REUNIÓN CUMBRE
La situación es clara. El equipo no encuentra cómo salir del pésimo momento y por eso se recurre a situaciones casi extremas. Y busca intimidad absoluta entonces: afuera el técnico, colaboradores, utileros y personas extrañas; adentro, los jugadores, sólo los jugadores…
Adentro es en el vestuario del predio que River tiene en Ezeiza. Afuera es en el pasto que rodea el camarín, en el estacionamiento o donde sea menos en ese lugar donde sólo los futbolistas tenían lugar para decir lo suyo. Ahí, el plantel se prometió sí o sí salir de esta situación en una reunión que duró 79 minutos y en la que se apuntó como “el” día del despegue a mañana cuando jueguen ante Olimpo, justo el último de este Apertura…
Sólo hablaron los grandes. Y las palabras elegidas no se dieron para apoyar al técnico en sí, sino para salir de la situación que viven en conjunto. La única advertencia que existió fue para los más pibes: “Que nada salga de estas cuatro paredes”, dijeron las voces con experiencia. Claro que poco hubiera quedado en peligro de exposición si la charla se hubiera dado anoche en la concentración a la que ningún periodista tiene acceso en lugar de hacerla casi a la vista de todos.
A la salida, Eduardo Coudet contó: “Hablamos cosas que quedan en el plantel. Estas charlas sirven. Tenemos que levantar mucho en lo anímico pero fundamentalmente en lo futbolístico. Hay que ser más fuertes. No puede ser que nos hagan un gol y que nos cueste tanto recuperarnos. Confío en lo que pueda rendir cada uno para salir de esto”.
El Chacho dejó una referencia hacia los hinchas, algo que el resto del plantel comparte: “La gente nos viene respaldando a muerte y nosotros no le estamos cumpliendo. No tenemos derecho a pedirle nada más porque nos vienen respondiendo de una manera espectacular. A partir del domingo se va a ver un equipo como quiere la gente. River va a empezar a jugar a lo River”. Esa es la promesa, entonces.
Pero lo más claro pasó por la palabra de Marcelo Gallardo. El Muñeco —igual que Marcelo Salas lo hizo el jueves— fue el más jugado de todos. Quizá por saberse referente para el resto, o quizá por conocer, al igual que Salas, que lo suyo pasará no sólo por lo que pueda aportar desde su fútbol, sino también por lo que sabe del orden interno de un plantel: “Sabemos que hay que recuperar varios factores para salir adelante. ¿Actitud, entrega? Cuando digo varios factores puede que haga referencia a alguna de esas cosas. Los objetivos son claros: hay cuatro campeonatos a jugar. En éste es complicado lograr el objetivo pero hay que recuperarse”.
Y siguió: “Es delicado para mí hablar en momentos en los que no me toca jugar por una lesión. Pero bueno, me siento tan comprometido como los que juegan. Yo, sin ninguna duda, creo y banco a este grupo de jugadores, sigo insistiendo que hay material como para salir adelante. Nosotros somos los encargados de respaldar la camiseta.

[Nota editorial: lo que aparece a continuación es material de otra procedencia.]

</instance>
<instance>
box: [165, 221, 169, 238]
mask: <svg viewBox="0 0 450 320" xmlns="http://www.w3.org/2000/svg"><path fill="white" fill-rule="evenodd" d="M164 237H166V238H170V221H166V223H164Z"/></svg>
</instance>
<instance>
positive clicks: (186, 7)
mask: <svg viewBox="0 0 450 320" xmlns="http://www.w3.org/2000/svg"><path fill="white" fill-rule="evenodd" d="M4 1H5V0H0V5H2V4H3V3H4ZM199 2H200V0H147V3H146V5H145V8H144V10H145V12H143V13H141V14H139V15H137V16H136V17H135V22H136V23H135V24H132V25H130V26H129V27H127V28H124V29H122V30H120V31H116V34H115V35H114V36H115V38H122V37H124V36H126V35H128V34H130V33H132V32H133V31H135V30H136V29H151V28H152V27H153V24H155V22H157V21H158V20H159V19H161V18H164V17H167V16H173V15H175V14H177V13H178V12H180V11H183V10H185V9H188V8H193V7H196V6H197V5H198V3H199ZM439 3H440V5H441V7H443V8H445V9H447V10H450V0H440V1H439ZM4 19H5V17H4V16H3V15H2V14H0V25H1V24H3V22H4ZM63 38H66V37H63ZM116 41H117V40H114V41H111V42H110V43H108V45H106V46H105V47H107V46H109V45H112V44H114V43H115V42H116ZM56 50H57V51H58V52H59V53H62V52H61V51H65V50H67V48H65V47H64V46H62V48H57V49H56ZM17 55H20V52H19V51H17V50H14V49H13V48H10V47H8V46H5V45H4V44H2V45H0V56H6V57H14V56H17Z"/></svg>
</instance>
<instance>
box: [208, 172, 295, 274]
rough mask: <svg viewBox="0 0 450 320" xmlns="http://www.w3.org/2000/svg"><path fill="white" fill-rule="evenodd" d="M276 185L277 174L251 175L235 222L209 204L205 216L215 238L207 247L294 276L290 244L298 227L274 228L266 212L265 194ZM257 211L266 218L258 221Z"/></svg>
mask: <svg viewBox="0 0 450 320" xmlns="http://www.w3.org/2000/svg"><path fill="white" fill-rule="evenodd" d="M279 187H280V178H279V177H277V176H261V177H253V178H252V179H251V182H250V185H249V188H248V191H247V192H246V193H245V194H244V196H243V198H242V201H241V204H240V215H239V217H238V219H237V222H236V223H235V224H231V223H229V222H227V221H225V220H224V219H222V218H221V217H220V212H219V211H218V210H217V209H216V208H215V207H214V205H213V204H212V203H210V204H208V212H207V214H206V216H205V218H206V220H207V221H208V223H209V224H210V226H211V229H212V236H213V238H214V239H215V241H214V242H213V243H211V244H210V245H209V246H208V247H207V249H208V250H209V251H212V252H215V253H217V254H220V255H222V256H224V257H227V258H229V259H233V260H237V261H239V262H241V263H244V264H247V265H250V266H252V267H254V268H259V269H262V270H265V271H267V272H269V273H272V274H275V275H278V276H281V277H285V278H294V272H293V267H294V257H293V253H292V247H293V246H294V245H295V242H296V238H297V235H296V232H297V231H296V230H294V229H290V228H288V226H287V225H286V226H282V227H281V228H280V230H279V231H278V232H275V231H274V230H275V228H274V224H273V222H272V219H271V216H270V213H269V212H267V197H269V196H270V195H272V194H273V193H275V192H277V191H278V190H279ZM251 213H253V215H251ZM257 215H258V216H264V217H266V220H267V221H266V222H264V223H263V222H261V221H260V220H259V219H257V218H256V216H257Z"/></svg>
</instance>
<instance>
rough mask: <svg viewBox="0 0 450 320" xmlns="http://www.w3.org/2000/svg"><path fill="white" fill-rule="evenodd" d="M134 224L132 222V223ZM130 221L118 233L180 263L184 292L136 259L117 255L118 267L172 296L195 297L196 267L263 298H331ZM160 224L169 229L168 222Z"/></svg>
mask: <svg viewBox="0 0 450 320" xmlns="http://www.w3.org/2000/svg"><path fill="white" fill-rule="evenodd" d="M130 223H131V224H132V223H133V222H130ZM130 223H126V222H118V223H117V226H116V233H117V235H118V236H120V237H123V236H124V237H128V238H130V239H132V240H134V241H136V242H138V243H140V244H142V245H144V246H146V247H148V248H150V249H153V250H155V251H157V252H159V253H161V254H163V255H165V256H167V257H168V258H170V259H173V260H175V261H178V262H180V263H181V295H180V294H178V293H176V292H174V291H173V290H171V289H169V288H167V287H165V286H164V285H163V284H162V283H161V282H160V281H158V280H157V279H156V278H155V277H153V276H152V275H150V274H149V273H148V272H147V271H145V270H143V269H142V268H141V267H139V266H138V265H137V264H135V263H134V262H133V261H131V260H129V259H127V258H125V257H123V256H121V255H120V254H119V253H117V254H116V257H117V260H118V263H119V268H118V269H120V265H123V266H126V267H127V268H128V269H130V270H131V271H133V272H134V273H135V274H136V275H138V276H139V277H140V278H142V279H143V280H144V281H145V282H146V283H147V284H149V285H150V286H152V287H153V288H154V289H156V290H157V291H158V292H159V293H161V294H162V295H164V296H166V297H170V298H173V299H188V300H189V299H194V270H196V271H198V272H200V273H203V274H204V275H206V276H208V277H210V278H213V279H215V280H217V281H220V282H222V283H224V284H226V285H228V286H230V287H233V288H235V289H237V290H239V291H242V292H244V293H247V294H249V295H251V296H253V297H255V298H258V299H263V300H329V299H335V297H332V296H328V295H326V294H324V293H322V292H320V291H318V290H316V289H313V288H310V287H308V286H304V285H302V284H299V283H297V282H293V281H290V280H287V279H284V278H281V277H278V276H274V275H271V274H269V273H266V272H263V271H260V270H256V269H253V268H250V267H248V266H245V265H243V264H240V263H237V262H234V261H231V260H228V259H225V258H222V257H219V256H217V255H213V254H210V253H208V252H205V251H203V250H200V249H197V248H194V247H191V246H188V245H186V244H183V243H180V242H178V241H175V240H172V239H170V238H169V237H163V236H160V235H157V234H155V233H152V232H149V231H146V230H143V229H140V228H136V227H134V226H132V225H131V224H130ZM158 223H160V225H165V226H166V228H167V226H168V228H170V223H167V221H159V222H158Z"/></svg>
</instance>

No jugamos por una persona, jugamos por la camiseta. Y eso incluye a todos, cuerpo técnico y jugadores. Pero River está por encima de todo”.
Gallardo cerró la idea: “Lo que pasó hasta ahora ha sido todo negativo, sólo queda salir adelante. Comprometerse. Cuando hablamos de comprometerse no hablamos sólo de los más grandes, los que tienen más trayectoria, sino todos”, clarito y contundente.
Es que River está buscando cómo recuperarse de una buena vez. No encuentra el rumbo y lo rastrea de manera desesperada. Se entienden los por qué.